(1) Other than the account representatives directly involved in a transaction, no party holding confidential or privileged information on a compliance instrument may trade that compliance instrument, disclose the information or recommend that another party trade the compliance instrument, except if the party has reason to believe that the information is known to the public or to the other party in the transaction. However, the party may disclose the information or recommend that another party trade the compliance instrument if the party is required to disclose the information in the course of business, and if nothing leads the person to believe that the information will be used or disclosed in contravention of this section.
(2) No party prevented from trading compliance instruments pursuant to subsection (1) of this section may use the confidential or privileged information in any other way, unless the party has reason to believe that the information is known to the public. In particular, the party may not carry out operations on futures contracts or other derivatives within the meaning of the Commodities Exchange Act, 7 U.S.C. Chapter 1 involving a compliance instrument.

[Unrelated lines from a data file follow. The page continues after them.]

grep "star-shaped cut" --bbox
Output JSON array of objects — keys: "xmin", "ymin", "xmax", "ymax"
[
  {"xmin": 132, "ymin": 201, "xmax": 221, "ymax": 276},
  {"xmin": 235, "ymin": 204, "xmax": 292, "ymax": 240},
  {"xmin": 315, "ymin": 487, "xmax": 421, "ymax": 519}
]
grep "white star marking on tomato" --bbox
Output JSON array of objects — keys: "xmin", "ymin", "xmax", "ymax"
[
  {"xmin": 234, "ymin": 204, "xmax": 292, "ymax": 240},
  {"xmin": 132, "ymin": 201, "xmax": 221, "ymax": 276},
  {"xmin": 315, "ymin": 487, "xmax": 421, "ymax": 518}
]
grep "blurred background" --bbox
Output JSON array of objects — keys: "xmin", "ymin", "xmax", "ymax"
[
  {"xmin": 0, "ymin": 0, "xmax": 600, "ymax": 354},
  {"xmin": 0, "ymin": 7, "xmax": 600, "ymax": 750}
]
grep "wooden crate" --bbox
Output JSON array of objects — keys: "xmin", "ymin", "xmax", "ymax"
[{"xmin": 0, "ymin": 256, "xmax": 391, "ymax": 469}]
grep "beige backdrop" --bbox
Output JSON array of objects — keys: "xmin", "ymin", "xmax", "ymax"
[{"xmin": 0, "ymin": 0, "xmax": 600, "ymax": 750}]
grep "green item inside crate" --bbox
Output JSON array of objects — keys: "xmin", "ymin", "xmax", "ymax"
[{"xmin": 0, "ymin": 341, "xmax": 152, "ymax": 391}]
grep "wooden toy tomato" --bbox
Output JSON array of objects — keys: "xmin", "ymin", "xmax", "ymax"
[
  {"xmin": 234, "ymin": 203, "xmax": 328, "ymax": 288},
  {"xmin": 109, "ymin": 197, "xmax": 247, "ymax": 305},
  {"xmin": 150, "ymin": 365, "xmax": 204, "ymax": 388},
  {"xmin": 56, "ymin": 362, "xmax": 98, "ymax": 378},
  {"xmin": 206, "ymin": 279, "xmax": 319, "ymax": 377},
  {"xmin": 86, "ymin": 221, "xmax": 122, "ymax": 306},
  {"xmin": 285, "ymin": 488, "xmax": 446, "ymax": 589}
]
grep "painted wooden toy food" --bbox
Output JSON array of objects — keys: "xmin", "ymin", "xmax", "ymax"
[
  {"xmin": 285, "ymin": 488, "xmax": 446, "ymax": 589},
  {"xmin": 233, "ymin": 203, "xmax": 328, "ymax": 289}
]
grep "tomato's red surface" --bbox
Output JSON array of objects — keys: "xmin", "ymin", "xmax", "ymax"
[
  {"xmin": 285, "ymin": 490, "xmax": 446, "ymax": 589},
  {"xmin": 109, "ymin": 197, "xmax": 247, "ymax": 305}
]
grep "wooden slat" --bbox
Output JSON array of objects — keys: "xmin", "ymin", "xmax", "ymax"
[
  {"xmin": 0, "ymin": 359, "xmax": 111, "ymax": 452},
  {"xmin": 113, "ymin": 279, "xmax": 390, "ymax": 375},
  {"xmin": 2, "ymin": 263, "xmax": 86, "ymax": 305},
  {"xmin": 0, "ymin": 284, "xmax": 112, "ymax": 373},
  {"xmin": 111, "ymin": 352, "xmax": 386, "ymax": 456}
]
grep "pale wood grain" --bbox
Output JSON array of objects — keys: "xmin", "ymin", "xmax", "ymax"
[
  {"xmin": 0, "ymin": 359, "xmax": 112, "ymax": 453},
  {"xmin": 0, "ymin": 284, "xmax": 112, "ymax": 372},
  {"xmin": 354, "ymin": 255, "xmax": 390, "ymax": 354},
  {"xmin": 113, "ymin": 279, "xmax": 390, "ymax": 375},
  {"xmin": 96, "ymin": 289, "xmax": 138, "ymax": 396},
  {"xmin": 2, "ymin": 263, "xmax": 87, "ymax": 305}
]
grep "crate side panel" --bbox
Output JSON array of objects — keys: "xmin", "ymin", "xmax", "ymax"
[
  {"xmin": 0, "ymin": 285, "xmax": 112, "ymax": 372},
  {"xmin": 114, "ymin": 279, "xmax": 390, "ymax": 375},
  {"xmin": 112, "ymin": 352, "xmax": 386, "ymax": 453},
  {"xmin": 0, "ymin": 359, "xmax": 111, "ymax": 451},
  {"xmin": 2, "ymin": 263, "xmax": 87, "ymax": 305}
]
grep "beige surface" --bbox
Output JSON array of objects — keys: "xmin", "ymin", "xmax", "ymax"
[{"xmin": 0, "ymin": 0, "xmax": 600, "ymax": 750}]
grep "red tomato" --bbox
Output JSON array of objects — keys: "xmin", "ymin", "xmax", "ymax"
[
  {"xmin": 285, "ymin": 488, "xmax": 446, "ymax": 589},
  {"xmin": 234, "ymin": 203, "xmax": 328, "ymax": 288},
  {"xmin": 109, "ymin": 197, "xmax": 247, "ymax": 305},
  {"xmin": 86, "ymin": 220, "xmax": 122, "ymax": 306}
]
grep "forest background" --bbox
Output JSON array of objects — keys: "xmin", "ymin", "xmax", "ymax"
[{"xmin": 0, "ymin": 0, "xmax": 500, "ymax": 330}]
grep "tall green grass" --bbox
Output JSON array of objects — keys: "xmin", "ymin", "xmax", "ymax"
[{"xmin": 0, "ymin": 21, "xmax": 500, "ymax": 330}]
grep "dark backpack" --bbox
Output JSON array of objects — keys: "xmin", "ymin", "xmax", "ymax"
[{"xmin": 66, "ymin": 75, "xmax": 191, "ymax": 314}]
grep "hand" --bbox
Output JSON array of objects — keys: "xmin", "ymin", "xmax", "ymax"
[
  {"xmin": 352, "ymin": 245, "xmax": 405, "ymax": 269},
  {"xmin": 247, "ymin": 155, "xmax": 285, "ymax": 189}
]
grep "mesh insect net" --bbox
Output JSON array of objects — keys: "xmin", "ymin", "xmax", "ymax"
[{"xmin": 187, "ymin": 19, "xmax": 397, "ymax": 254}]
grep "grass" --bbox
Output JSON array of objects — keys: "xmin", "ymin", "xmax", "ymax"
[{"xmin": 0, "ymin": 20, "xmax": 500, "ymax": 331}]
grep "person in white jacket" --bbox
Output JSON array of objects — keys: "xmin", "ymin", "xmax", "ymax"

(3) A party with knowledge of material order information may not carry out or recommend that another party carry out a transaction involving a compliance instrument, or disclose the information to any other party except if:
(a) The party has reason to believe the other party is already aware of the information;
(b) The party must disclose the information in the course of business, and nothing leads the party to believe that it will be used or disclosed in contravention of this section; and
(c) The party carries out a transaction involving the compliance instrument concerned by the information in order to perform a written obligation that the party contracted before becoming aware of the information.
(d) For the purposes of this section, material order information is any information concerning an order to buy or an order to sell a compliance instrument that could have a material impact on the price of a compliance instrument.
(4) False or misleading information.
(a) No party may disclose false or misleading information or information that must be filed pursuant to this chapter before it is filed, in order to carry out a transaction.
(b) For the purpose of this section, false or misleading information is any information likely to mislead on an important fact, as well as the simple omission of an important fact; an important fact is any fact that may reasonably be believed to have a material impact on the price or value of a compliance instrument.
[Statutory Authority: RCW
70A.65.220. WSR 22-20-056 (Order 21-06), § 173-446-440, filed 9/29/22, effective 10/30/22.]